Calculate the Standard Deviation of Sales Data
Hey, guys! Welcome to the 4th Problem-Solving Article in our Data Science and Analytics Series. In today’s article, we’ll solve the Standard Deviation of Sales Data Problem using Python.
So, let’s see our Problem-Statement now.
Problem 3: Standard Deviation
You have been given the following dataset representing the number of products sold over five days:
Calculate the standard deviation of the number of products sold.
Explanation
Okay, here we’re given thea dataset that represents the number of products sold over five days. Our task is to calculate the Standard Deviation of this Dataset.

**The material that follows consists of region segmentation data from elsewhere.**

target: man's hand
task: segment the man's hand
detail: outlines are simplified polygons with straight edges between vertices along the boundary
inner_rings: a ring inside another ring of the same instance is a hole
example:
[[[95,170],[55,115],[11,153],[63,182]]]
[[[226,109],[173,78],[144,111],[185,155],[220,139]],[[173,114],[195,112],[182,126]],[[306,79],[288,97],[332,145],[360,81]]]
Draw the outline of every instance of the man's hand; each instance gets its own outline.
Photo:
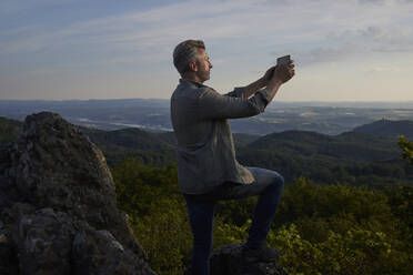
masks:
[[[266,70],[264,77],[262,77],[263,86],[266,86],[274,74],[275,65]]]
[[[271,78],[271,81],[279,80],[282,83],[285,83],[286,81],[292,79],[294,77],[294,74],[295,74],[294,61],[290,60],[286,65],[276,65],[275,67],[275,69],[273,71],[273,74],[272,74],[272,78]]]

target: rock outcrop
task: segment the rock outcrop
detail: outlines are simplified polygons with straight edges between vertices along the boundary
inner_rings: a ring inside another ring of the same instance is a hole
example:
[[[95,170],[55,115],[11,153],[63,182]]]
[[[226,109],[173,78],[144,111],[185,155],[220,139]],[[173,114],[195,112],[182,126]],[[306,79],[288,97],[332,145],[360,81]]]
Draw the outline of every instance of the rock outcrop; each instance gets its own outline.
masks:
[[[60,115],[0,145],[0,274],[155,275],[101,151]]]
[[[215,249],[210,259],[211,275],[288,275],[275,261],[251,261],[242,255],[241,244]]]

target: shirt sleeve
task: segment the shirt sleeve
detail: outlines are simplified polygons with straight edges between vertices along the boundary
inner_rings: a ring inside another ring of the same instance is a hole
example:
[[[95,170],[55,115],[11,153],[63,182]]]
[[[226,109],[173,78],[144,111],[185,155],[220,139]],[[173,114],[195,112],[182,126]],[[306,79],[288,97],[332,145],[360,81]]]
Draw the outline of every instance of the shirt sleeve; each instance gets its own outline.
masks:
[[[224,95],[246,99],[245,89],[243,86],[235,86],[232,92],[225,93]]]
[[[200,119],[248,118],[264,112],[268,103],[269,92],[265,89],[244,99],[236,89],[222,95],[211,88],[204,88],[198,99],[198,114]]]

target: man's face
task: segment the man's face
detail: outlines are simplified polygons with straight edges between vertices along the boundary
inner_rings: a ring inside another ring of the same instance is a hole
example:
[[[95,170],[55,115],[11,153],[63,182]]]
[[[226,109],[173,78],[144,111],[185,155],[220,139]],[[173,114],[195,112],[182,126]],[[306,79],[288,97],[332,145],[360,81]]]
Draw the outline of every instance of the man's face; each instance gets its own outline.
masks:
[[[210,58],[204,49],[200,49],[200,54],[198,55],[197,60],[197,75],[198,78],[204,82],[210,79],[210,70],[212,69],[212,64],[210,62]]]

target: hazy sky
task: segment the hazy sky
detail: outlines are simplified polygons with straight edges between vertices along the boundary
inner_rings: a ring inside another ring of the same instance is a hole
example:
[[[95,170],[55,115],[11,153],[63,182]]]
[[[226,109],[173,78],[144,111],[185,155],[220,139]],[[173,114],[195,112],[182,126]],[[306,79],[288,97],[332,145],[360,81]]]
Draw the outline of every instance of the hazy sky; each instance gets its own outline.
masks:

We’ll do it in 3 different methods and also discuss which one is more acurate and efficient.
But, before we directly jump into the solution, let’s breifly understand what actually this Standard Deviation is?
Standard Deviation
Standard Deviation is a measure of the Amount of Variation or Dispersion in a Set of Values. If I explain it in simple terms, it tells us that in our dataset, how much the values Deviate from the Mean/Average value.
A low Standard Deviation means the values are close to the Mean. While a high Standard Deviation shows that the values are spread out over a wider range.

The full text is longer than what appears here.